When I left Adelaide at 7.30am it was cold and raining. After five hours of dusty airstrips and endless desert, the plane landed at Ernabella. There it was 45 degrees in the shade! The first days blurred past me in a constant stream of black and brown faces I could never distinguish. Slowly it became home, and dearly loved. Friends were made and family gained. High hills and hanging valleys became landmarks of my soul.
One day I had to meet a bus a hundred miles away at Kulgera. The bar was crowded with a couple of rednecks, so I sat on the fence outside. A lone aboriginal man sat nearby and we struck up a conversation. His English was bad and my Pitjantjatjara was worse, so we were soon sitting in a companionable silence. Two shining new cars drove in off the South Road. They were so clean they must have stopped to clean the dust off when they reached the Territory bitumen!

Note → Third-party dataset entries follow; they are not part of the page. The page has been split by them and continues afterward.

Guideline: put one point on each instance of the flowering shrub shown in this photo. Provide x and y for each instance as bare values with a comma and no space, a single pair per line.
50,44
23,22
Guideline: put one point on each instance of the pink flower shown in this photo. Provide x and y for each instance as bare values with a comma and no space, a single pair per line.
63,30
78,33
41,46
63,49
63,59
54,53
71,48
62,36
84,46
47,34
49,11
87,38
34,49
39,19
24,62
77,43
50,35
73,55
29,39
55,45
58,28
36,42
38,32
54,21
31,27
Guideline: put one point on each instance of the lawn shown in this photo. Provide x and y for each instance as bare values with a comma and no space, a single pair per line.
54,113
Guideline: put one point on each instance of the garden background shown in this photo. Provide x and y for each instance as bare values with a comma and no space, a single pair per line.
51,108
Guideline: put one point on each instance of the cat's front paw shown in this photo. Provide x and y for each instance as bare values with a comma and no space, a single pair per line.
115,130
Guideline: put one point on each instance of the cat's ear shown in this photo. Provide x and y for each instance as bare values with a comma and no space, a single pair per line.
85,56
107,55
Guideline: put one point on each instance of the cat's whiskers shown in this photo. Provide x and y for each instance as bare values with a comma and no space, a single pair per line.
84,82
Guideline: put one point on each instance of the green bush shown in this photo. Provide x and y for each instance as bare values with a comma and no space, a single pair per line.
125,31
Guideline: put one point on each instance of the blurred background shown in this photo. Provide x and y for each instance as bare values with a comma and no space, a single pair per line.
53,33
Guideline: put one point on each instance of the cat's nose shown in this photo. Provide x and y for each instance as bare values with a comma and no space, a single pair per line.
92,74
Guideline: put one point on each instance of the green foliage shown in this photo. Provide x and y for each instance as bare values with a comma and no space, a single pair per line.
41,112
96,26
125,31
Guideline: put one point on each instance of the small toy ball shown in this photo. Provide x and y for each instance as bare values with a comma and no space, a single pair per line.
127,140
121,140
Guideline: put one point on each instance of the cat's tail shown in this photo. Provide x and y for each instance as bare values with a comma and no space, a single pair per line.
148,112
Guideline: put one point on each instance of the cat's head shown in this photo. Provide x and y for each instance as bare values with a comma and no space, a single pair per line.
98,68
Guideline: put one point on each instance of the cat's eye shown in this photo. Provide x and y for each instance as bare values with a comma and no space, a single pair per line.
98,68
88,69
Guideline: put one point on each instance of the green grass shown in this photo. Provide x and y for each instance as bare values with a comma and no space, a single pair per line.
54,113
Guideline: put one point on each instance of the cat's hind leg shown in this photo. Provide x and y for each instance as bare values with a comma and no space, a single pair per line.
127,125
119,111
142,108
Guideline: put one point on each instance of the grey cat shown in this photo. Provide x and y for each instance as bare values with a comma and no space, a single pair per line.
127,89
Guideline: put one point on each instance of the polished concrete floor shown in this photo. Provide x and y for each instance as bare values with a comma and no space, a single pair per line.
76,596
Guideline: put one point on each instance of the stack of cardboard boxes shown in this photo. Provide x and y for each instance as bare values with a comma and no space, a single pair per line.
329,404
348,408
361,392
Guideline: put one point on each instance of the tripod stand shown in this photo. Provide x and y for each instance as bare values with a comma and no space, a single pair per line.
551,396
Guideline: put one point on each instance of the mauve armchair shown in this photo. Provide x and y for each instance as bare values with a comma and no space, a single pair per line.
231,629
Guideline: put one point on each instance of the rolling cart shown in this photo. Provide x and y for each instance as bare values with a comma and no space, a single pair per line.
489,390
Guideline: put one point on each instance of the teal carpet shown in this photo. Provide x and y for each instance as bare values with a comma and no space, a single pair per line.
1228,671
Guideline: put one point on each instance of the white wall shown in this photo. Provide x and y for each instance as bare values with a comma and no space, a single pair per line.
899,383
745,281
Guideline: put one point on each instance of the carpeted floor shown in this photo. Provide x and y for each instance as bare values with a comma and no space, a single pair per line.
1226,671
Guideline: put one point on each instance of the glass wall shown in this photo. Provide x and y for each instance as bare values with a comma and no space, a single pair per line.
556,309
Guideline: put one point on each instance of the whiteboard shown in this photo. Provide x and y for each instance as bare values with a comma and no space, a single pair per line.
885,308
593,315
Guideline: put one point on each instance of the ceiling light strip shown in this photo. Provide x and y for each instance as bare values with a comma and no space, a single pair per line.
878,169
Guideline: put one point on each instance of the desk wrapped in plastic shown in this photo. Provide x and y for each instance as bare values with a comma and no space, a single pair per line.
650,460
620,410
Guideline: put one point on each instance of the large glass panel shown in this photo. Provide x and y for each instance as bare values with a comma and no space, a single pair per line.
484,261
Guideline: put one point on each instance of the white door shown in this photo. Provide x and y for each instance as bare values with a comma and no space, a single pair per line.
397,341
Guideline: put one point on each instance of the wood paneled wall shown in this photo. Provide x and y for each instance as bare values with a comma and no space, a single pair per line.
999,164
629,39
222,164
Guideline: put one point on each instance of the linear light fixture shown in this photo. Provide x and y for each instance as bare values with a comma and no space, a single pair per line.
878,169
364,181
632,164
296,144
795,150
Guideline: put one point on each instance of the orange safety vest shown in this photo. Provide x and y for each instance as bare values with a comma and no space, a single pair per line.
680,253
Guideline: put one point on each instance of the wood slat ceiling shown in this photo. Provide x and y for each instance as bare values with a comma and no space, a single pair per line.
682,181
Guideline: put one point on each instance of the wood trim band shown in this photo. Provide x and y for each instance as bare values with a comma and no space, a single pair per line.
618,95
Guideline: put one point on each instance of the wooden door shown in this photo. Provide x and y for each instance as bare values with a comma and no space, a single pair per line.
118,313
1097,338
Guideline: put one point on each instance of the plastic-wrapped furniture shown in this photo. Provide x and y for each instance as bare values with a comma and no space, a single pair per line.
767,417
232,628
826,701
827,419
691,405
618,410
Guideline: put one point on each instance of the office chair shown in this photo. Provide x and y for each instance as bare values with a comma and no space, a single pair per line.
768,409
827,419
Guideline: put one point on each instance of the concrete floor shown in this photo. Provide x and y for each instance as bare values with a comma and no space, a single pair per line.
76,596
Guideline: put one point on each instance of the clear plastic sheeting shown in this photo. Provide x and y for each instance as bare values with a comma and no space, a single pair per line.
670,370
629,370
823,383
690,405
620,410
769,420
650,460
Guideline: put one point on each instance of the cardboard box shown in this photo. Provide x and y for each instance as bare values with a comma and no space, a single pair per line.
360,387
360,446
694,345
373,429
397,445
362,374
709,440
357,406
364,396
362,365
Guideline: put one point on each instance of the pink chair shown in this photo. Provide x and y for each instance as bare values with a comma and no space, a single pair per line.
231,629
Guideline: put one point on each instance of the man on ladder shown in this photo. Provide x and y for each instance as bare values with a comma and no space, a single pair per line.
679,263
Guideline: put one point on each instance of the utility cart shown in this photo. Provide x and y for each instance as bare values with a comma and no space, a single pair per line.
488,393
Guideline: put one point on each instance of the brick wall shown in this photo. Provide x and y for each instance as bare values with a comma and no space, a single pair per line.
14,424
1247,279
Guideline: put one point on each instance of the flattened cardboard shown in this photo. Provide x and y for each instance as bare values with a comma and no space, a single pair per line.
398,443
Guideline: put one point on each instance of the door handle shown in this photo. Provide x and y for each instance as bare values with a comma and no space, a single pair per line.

Understand Kulgera was only a pub and a police station in those days, so when 8 young Japanese students hopped out they were quite a crowd! Almost a swarm! They all wore glasses and at least three of them had cameras. My friend and I watched bemused, wondering why anyone would ever want to photograph anything at Kulgera, let alone so many times! He leaned slightly towards me and mumbled something. I didn't hear it properly, and since he spoke in Pitjantjatjara would not have expected to understand much of it if I had! And yet, in that echo of the mind that often fills in the gaps for the slightly deaf, I heard my first, pure, untranslated Pitjantjatjara. He said, "They all look the same don't they?"